Example: Coefficient field inversion in an elliptic partial differential equation

We consider the estimation of a coefficient in an elliptic partial differential equation as a first model problem. Depending on the interpretation of the unknowns and the type of measurements, this model problem arises, for instance, in inversion for groundwater flow or heat conductivity. It can also be interpreted as finding a membrane with a certain spatially varying stiffness.
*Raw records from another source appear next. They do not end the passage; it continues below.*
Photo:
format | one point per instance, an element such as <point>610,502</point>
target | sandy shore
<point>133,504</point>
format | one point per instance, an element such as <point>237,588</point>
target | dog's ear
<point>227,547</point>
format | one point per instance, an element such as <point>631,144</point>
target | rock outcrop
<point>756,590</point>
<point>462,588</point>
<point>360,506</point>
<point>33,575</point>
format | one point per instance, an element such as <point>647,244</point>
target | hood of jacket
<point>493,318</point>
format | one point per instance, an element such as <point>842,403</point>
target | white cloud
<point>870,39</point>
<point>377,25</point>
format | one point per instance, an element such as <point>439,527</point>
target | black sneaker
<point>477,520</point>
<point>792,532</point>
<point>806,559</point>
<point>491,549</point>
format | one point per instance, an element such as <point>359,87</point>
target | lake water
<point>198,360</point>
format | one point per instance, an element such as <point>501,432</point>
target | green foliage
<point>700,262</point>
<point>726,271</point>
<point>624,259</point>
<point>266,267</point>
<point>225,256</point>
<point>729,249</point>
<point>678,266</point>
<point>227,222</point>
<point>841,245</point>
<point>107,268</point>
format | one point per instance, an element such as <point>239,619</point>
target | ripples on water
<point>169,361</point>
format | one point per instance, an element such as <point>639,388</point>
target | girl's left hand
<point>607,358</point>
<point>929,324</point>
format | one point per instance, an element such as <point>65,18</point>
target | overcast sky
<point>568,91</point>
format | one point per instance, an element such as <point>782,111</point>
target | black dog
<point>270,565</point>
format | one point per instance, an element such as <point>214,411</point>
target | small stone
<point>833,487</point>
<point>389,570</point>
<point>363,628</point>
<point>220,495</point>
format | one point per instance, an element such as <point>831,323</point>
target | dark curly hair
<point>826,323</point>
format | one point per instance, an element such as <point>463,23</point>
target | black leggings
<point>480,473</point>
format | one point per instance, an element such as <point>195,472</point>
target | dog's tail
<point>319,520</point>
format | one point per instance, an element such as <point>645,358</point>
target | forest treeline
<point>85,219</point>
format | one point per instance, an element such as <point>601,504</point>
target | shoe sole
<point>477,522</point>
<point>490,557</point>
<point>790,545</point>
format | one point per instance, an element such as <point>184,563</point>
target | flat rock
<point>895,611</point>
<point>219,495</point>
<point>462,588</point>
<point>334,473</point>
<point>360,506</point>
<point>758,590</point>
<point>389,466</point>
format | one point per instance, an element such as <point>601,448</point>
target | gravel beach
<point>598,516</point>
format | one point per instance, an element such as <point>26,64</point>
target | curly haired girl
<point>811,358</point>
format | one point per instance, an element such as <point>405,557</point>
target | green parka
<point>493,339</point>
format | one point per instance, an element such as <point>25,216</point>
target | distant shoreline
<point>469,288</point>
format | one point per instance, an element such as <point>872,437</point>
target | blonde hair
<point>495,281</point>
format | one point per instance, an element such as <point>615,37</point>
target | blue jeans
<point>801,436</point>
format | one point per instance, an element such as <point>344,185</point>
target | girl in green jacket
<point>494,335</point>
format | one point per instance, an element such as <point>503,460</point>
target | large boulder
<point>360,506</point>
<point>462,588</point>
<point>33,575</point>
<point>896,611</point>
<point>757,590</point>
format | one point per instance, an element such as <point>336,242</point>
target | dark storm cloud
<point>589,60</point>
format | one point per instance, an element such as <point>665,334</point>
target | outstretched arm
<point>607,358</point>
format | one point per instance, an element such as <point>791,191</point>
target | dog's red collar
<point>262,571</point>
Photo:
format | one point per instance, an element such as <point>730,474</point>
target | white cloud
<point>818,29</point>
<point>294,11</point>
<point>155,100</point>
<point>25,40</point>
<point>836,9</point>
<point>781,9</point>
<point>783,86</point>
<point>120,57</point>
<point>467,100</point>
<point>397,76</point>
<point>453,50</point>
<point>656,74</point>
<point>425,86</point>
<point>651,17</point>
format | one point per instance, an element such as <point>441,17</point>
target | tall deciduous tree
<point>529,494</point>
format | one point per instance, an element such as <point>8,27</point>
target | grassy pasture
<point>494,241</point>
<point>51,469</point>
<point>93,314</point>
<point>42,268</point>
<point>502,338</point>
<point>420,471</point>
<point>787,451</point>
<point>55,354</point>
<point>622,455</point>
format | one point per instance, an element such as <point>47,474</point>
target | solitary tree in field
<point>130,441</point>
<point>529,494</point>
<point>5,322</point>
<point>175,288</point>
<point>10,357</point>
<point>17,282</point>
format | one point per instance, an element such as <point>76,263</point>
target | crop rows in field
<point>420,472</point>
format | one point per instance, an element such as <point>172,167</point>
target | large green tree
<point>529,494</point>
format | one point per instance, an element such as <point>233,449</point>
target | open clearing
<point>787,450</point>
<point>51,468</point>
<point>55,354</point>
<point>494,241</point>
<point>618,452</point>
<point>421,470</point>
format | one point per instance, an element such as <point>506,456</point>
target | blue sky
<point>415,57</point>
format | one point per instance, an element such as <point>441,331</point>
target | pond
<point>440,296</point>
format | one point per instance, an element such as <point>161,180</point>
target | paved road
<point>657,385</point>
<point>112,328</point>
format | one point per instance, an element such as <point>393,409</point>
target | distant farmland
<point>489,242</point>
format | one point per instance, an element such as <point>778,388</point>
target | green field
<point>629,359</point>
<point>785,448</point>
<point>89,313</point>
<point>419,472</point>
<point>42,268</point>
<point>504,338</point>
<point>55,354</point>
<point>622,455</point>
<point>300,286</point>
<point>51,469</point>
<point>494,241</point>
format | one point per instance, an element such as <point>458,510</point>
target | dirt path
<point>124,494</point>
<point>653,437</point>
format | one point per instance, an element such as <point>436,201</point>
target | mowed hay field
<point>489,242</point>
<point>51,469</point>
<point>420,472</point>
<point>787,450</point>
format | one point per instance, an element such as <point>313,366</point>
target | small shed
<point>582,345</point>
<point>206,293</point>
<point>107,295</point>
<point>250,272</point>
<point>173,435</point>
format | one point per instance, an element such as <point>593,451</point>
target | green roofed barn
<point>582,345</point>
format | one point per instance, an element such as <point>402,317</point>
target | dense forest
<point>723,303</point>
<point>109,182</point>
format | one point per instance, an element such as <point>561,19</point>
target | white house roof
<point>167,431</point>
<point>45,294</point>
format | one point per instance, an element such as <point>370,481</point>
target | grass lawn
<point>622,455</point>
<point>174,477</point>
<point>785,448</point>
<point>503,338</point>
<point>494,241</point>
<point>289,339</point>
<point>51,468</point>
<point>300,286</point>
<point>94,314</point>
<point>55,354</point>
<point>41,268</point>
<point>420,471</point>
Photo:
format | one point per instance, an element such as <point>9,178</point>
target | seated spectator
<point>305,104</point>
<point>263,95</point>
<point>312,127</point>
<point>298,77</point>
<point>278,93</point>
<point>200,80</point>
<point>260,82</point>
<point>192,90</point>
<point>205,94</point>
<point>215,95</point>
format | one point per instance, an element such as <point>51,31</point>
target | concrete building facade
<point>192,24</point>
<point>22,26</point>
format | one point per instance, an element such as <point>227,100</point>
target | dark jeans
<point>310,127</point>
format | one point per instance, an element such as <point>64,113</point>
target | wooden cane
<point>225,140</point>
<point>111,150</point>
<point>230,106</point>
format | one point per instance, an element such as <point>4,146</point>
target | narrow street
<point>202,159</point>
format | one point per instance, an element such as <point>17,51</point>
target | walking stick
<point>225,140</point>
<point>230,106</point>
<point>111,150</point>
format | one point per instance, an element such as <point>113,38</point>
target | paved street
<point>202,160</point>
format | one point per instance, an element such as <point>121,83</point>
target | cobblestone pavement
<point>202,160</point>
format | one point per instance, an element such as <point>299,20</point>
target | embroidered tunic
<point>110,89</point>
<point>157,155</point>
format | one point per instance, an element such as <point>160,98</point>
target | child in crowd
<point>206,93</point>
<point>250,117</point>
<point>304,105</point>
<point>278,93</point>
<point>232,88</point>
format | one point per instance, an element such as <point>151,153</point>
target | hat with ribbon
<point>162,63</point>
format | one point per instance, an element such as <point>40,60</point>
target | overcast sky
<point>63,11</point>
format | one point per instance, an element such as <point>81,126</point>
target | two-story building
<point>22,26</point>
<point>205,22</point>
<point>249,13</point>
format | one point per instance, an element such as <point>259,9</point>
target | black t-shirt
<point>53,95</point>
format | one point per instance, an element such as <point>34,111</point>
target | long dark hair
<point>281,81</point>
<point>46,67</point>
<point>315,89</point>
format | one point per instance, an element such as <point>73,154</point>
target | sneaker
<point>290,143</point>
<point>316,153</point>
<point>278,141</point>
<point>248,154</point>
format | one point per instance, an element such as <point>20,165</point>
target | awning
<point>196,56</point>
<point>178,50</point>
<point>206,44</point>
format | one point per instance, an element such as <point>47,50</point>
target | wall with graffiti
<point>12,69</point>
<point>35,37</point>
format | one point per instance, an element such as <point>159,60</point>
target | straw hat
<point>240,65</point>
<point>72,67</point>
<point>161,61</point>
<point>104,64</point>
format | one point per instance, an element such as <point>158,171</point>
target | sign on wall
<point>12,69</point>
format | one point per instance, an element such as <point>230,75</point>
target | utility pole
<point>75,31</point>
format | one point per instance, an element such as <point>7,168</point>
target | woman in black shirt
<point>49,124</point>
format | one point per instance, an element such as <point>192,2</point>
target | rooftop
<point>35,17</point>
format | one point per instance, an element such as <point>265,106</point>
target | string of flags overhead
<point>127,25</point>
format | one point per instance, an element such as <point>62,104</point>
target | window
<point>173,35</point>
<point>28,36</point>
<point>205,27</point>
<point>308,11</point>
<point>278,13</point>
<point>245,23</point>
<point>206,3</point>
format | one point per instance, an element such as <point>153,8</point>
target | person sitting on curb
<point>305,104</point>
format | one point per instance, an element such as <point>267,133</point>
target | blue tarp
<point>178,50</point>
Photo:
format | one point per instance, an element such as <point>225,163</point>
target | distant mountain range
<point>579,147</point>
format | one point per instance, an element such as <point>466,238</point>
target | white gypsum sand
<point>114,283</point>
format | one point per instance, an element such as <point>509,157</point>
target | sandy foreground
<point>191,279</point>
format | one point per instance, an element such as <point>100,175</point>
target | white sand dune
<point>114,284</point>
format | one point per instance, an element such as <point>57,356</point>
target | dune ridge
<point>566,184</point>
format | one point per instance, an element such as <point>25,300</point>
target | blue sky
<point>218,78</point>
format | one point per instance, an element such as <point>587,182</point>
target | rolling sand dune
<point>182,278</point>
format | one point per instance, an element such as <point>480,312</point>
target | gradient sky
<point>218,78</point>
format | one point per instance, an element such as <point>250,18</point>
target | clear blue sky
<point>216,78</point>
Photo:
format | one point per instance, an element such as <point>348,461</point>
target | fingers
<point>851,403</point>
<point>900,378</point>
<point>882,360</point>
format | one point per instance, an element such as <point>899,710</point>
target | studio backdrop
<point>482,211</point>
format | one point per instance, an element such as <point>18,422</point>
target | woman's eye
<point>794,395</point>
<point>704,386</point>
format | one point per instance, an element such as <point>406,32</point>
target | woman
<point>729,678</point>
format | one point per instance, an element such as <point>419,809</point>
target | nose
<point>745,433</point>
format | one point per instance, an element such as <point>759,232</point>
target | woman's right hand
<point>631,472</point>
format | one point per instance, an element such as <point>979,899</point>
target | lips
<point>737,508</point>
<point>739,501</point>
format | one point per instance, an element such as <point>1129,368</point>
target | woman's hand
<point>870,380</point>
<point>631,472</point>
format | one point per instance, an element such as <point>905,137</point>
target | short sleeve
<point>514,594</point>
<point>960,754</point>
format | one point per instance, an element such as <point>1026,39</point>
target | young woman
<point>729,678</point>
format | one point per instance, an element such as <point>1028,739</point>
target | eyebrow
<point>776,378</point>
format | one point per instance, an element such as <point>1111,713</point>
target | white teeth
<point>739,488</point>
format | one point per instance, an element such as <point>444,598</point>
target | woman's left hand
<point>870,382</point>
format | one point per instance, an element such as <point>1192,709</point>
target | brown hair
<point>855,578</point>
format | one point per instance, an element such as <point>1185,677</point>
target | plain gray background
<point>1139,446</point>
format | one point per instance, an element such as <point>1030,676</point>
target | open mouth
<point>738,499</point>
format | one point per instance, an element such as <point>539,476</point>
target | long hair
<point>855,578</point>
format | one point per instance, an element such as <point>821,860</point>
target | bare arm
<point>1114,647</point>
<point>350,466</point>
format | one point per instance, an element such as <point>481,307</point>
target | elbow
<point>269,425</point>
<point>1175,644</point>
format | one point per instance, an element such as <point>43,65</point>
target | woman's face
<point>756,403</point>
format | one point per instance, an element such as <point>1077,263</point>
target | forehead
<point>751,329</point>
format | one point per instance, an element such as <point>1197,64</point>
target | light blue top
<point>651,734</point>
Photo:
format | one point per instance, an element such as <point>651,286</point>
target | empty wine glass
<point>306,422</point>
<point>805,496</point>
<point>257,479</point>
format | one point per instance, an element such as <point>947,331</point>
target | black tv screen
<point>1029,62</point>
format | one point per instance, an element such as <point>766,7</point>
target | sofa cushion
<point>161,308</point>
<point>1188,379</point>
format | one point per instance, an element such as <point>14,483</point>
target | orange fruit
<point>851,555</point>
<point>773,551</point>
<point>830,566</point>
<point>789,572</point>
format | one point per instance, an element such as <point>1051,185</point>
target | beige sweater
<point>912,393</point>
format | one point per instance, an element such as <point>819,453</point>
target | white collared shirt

Let $\Omega\subset\mathbb{R}^n$, $n\in\{1,2,3\}$ be an open, bounded domain and consider the following problem:

$$ \min_{a} J(a):=\frac{1}{2}\int_\Omega (u-u_d)^2\, dx + \frac{\gamma}{2}\int_\Omega|\nabla a|^2\,dx, $$

where $u$ is the solution of

$$ \begin{split} \quad -\nabla\cdot(a\nabla u) &= f \text{ in }\Omega,\\ u &= 0 \text{ on }\partial\Omega. \end{split} $$

Here $a\in U_{ad}:=\{a\in L^{\infty}(\Omega)\}$ the unknown coefficient field, $u_d$ denotes (possibly noisy) data, $f\in H^{-1}(\Omega)$ a given force, and $\gamma\ge 0$ the regularization parameter.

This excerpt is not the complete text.